By Omoh Gabriel, Business Editor with Agency report
LAGOS—RESCUED banks, Union, Oceanic, Intercontinental, Finbank, Afribank, Bank PHB, Equitorial Trust and Spring banks may be sold to local and foreign investors between September and October this year.

CBN Governor, Sanusi Lamido Sanusi, said in London, yesterday, that they may be sold to local and foreign banks as well as equity funds, which have indicated interest through the submission of bids.

According to Reuters’ report, the bids for the rescued banks will be opened in September or October 2010.
Sanusi was quoted as saying that he expected bids for the rescued banks by the end of July.  He said: “We expect the bids by the end of July from local banks, foreign banks and private equity firms. The bulk of them are local; there are four international banks.

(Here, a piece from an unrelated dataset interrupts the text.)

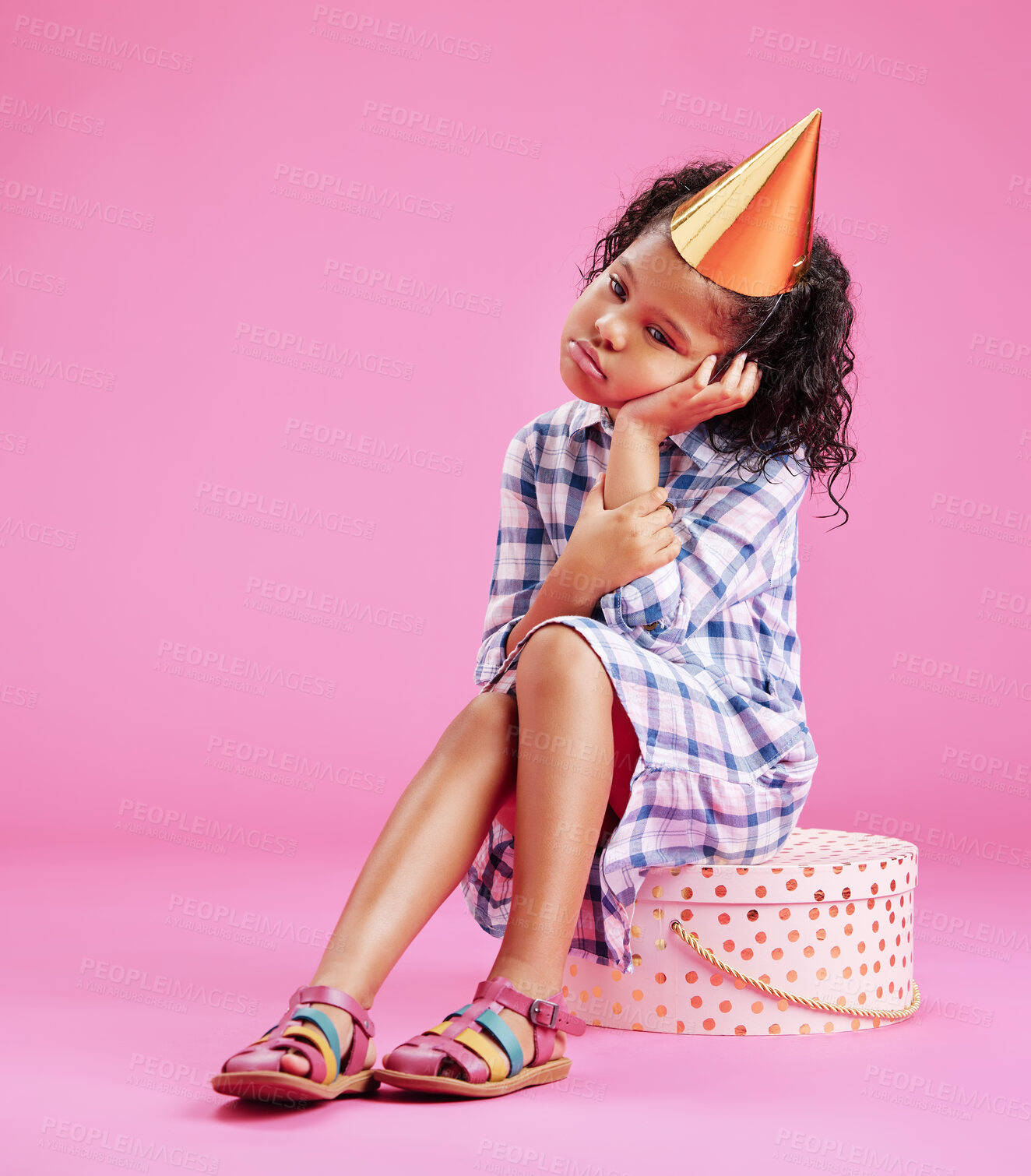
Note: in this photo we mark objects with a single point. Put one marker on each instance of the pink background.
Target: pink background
(135, 379)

The results of the bids would be released by September or October.”

The CBN governor said in the report that he saw no reason to raise interest rates, days before a monetary policy committee meeting, but that he was concerned about the risk of another asset bubble forming.

Sanusi also said that four international banks were among the likely bidders for the banks rescued last year in a N620 billion bail-out. The monetary policy rate has been held at six per cent for a year despite double-digit inflation as the Central Bank strives to stimulate growth in the wake of last year’s banking crisis. He told reporters on the sidelines of the conference: “We see no compelling reason to raise rates.”

The Central Bank’s monetary policy committee is due to meet on Monday. It warned in May that an expansionary budget and the soaking up of bad bank loans could pose inflationary risk later in the year.

Sanusi described headline inflation of around 11 percent in May as “relatively stable,” adding that he expected foreign investment in the country to rise as investors bet on rising oil prices, increased oil production, and improved regulation of the banking sector, but cautioned this could lead to another asset bubble building up.

He said: “My concern is we get this tremendous inflow from everyone who thinks markets are going to go back up. There is basically a high risk of money flowing to capital markets. How much of that is recovery and how much is a bubble being formed, that’s a concern.”

Last year’s banking crisis was largely the result of an asset bubble caused by banks lending heavily to stock market traders and oil distributors and then finding themselves dangerously undercapitalised when the markets turned against them.

Central Bank’s top priority has been to restore the health of the rescued banks by taking bad loans off their books and finding new investors to recapitalise them. The National Assembly last week approved legislation to create Asset Management Corporation of Nigeria, AMCON, a “bad bank” which will buy up non-performing loans in exchange for government bonds, but the bill needs final presidential approval.